Родня пела – вминаясь друг в друга горем и радостью, добывая кому-что нужно: и силу, и сочувствие. Лишь мама смотрела за реку, поверх голов, не ища ничего в лицах напротив.
– С ним княжна ехала в вагоне. – Дед Егор сжал стопку.
Бабушка пихнула его локтем:
– Молчи, опеть! А то поедешь за ними куда след!..
Дед улыбался добродушно, мол, куда я от тебя уж денусь?
– Давай веселую! – Жена гармониста пригладила мужу волосы на затылке, ласково перебирая пальцами по стриженому затылку.
Сыпанули чертенята, мелкой рысцой!
Запели женскую, разбитную – не пропадать же добру в жалостливой душе! – про то, что у любви есть какая-то вина перед всем миром.
А мама опять хочет верховодить!
Голос чуть надсажен с непривычки, а вместо мягкой травы ноги бегут по острой осоке. И не теплая земля – топкое болотце, вода с родниковым холодом. Спасает ее, как лодочка – сильный голос брата: «Только знала ночь глубокая, как поладили они…»
Пели про девичий отпор бабьей доли: мол, если выпадет такое – уж изведаю! Потом пусть судят!
Жена дяди Гриши зажала между ног пустую бутылку с торчащей вилкой и звонко бряцала, идя по кругу. У тети Любы грудной голос, рассыпчатый и сочный – как переспелая мякоть яблока. И еще от нее исходила особая мягкость, не свойственная нашей родне: «цыганочка, Аза-Аза! Цыганочка черноглаза…»
– Там, в Потсдаме, был действующий храм, священника прислали из Москвы… Наш отдел проверял! – Мама понизила голос, будто это до сих пор было секретом.
Щеки деда Власа покрылись желтой испариной:
– Я звона их наслушался!.. Как на ратуше затренькает – иди коней поить! А лошади жрали лучше, чем мне давали!
На нем темный костюм, светлая рубашка с запонками и галстук с черно-оранжевыми полосами. Ел вяло, разрезая котлету ножом с вилкой.
Баба Таня смахнула крошки с рукава мужа. Зажала их в кулачок – маленький, пухлый, почти девичий.
Любимую песню деда Власа здесь не пели, лишь из уважения гармонист подыгрывал спичечному коробку, нервно шагающему по столу. Получался вальс без слов: «будь проклята ты, Колыма!..» Не принимала деревня позора земли, пусть даже далекой, но все-таки нашей! Там и золото, и страдания людей в одном месте спрятаны! А в деревне – повсеместно.
Коробок завалился на бок, мама сочувствовала:
– Помню, приехала в Россию, а в гостиницах – тараканы…
За столом всегда найдутся те, кто будет слушать, кивать и поддакивать.
4
Тем временем мужики переманили гармониста и затянули свою песню: про зимнюю степь с метелью.

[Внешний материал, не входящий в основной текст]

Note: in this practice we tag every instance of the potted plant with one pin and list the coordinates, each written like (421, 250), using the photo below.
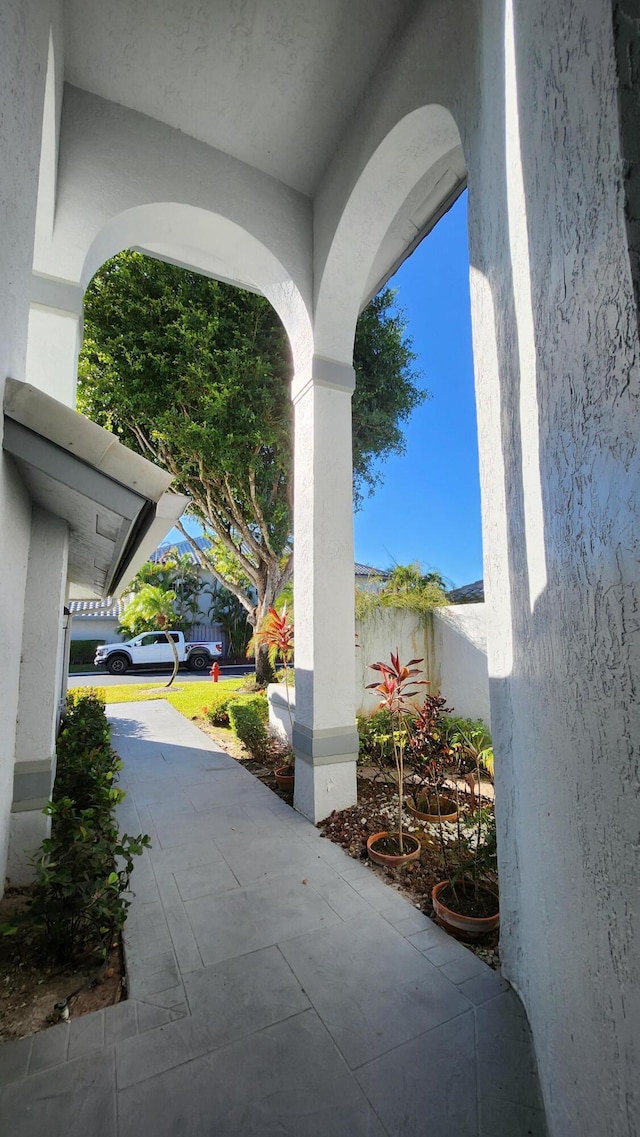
(466, 902)
(429, 749)
(276, 632)
(397, 847)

Я подсел к ним, разглядывая их лица: каким путем шла наша кровь, на ком выплескивала силу, а кого обходила стороной.
Был за столом жидкоусый дядька с татарским лицом и горькими русскими морщинами. Он почти не ел и лишь кусал потный ус, словно обрубок хвоста ящерицы. Тетки предлагали ему «просвежиться». Но он махал узкой рукой и все хлебал горькую песню, все слабел перед какой-то «своей виной». Слова выходили путаные, будто из разных куплетов, но все же угадывалась в них нетронутая любовь, ее нездешнее предназначение.
Тетя Люба подпевала ему, будто дышала на замерзшие ладони. А меж строк сказала:
– Шофером работал… на Чуйском тракте! (Какая-то девушка махала рукой с обочины. Потом ее выдали замуж…)
Вечернее солнце теплом ласкало хмельные лица, а песенная зимняя метель скребла душу. И мало кто хотел идти с бурей в ногу, дышать ей в затылок или рвать на груди ее ледяные объятия. Словом, желал быть равным ей.
Чувство равенства я вынес из песен.
А уж тоска – она была наследственной, самой крайней, самой нечетной на все иные чувства.
За столом уже стали выдыхаться. Повалили на крыльцо, а кто и дальше во двор. Женщины торопливо и чуть жеманно, – более наслаждаясь невинным стыдом, – разглаживая смятые платья, отирали потные лица белым светом и весенней влагой, разлитой в вечернем воздухе.
А еще старались вынести погромче веселье, чтобы слышали соседи со всех сторон: Ойнины гуляют!
Мужики курили, сидя на завалинке.
В огороде пахло слизью.
Снег, как говорится, костьми лег за родну-зимушку, и лишь в картофельных лунках еще белели рыхлые кучки вместе с оттаявшей ботвой.
Только за баней оставался большой сугроб, покрытый слоем старых веников. На них сидели скворцы и колупали засохшие сережки.